Embedding sequences
Hello,
Thanks for making this model available!
I have been trying to embed sequences (of different lengths), by using the following code:
inputs = tokenizer(['CASSPRAGGITDTQYF', 'CASSLLQPFGTEAFF'], return_tensors="pt", padding=True)
outputs = model(**inputs, output_hidden_states=True)
embeddings = outputs.hidden_states[0] #embedding before final fc layer
The two exemplary sequences have a different length and give a different number of tokens. Hence, padding is needed (padding=True).
However, I get the following error:
ValueError: Asking to pad but the tokenizer does not have a padding token.
This makes me think that padding was not used at training time, as the tokenizer does not have a padding token.
How did you concatenate proteins of different lengths to create a batch at training time without padding?
Thanks for your help.
Hi flpgrz,
I did not pad in ProtGTP2 because the sequences were truncated across groups. This is something I did not like and modified in ZymCTRL, which has a padding token.
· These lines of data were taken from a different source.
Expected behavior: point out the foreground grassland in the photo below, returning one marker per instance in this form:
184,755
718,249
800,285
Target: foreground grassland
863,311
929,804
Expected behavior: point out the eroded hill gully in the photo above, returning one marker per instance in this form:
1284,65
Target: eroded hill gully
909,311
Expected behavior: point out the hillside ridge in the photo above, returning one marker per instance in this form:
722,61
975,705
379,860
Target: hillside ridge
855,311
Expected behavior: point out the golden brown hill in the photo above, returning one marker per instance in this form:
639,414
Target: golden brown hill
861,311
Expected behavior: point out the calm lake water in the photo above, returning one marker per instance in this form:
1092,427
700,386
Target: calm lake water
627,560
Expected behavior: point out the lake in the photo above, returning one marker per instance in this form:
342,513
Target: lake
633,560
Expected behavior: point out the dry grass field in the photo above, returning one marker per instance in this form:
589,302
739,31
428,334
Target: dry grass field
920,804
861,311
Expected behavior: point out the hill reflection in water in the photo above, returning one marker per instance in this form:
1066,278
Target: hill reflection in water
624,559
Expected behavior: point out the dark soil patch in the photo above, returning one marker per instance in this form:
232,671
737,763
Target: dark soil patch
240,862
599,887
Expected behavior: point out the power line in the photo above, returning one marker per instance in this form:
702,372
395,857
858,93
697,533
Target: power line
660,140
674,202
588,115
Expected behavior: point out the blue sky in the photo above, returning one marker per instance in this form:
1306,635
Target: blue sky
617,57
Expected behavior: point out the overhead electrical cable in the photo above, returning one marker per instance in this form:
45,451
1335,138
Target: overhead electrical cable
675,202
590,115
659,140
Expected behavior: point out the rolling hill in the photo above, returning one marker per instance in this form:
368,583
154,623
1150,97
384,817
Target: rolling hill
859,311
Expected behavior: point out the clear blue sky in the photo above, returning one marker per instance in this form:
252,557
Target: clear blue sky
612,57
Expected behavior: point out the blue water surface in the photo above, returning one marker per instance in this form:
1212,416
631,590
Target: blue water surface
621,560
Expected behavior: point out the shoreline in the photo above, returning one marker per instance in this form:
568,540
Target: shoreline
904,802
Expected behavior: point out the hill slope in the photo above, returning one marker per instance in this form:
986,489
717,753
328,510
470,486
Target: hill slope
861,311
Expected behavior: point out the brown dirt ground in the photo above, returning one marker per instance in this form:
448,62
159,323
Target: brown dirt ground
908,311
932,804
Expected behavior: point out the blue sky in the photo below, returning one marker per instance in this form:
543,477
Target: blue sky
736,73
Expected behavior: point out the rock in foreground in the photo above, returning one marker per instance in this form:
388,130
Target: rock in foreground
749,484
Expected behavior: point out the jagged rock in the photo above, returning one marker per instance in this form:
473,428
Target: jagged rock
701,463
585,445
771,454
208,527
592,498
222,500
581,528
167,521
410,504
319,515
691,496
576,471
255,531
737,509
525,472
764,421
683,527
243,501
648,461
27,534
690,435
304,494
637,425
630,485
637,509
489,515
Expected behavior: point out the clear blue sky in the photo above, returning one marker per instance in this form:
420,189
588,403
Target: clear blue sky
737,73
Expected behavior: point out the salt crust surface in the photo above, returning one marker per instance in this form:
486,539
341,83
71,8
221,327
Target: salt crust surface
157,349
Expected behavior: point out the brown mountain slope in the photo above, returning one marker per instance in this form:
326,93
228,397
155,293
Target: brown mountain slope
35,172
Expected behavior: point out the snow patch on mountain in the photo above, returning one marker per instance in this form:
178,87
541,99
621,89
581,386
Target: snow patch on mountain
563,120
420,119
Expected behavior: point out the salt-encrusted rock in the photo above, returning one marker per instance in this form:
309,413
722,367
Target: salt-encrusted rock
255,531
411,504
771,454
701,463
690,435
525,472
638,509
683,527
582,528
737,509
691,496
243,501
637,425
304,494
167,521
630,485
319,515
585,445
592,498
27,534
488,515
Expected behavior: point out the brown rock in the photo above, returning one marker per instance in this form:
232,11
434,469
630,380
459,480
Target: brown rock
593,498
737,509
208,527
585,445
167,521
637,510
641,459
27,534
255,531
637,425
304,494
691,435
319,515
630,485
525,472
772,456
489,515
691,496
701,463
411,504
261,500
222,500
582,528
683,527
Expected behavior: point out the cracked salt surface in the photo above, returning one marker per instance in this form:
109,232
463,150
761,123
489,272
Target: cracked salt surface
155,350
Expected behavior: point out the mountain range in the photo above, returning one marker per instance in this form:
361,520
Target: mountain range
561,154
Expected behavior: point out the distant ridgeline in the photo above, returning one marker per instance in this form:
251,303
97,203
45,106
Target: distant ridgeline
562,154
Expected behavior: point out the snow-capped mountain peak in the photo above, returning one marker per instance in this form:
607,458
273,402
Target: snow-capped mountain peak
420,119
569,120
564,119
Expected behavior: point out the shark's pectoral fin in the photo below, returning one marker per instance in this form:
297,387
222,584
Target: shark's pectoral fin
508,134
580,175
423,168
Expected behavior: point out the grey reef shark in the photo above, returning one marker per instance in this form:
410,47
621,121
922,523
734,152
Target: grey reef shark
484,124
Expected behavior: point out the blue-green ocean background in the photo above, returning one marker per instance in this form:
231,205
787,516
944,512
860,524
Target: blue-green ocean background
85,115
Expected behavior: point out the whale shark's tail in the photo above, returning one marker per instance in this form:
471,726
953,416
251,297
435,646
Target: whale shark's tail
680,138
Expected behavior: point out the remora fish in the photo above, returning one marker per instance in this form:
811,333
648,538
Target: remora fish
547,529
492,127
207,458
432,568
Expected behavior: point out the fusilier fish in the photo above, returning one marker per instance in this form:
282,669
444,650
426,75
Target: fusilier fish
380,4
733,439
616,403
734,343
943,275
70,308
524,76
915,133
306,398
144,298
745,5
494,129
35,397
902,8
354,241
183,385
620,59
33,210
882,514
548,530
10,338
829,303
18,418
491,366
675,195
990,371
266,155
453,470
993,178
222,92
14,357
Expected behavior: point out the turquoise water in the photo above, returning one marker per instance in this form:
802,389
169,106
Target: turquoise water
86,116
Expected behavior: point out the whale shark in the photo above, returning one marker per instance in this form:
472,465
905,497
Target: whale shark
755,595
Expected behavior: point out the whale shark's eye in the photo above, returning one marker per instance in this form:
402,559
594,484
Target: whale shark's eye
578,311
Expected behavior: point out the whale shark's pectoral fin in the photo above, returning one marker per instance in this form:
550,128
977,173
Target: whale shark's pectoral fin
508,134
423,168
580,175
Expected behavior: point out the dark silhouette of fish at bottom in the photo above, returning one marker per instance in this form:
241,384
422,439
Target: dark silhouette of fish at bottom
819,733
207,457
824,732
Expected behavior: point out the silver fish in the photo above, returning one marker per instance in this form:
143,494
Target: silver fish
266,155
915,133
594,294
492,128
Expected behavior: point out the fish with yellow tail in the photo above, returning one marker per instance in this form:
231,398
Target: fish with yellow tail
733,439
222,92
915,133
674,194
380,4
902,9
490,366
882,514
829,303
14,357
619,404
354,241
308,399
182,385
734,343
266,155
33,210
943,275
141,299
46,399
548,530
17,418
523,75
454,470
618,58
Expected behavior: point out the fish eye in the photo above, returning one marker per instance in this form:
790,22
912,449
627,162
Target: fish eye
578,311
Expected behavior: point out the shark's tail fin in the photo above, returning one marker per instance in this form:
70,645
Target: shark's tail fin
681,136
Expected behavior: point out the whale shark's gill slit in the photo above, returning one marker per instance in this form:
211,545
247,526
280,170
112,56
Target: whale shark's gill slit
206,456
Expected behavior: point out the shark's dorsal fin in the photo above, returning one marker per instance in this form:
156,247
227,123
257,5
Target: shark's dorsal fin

In any case, I think you can add a padding token on the fly; could you try this?
if tokenizer.pad_token is None:
tokenizer.add_special_tokens({'pad_token': '[PAD]'})
This issue could also be useful: https://github.com/huggingface/transformers/issues/3021
I understand. Thanks for clarifying.
I might be wrong, but I think adding the padding token in the tokeniser step might not work, because the model does not know how to process it. But I should first try.
What I did so far is to embed one sequence at a time and do 0-padding afterwards to account for the different lengths
Yes, I think you are right. I think they talk about this issue in the GitHub issue I sent: https://github.com/huggingface/transformers/issues/3021
But I haven't tested it myself. Let me know if it works!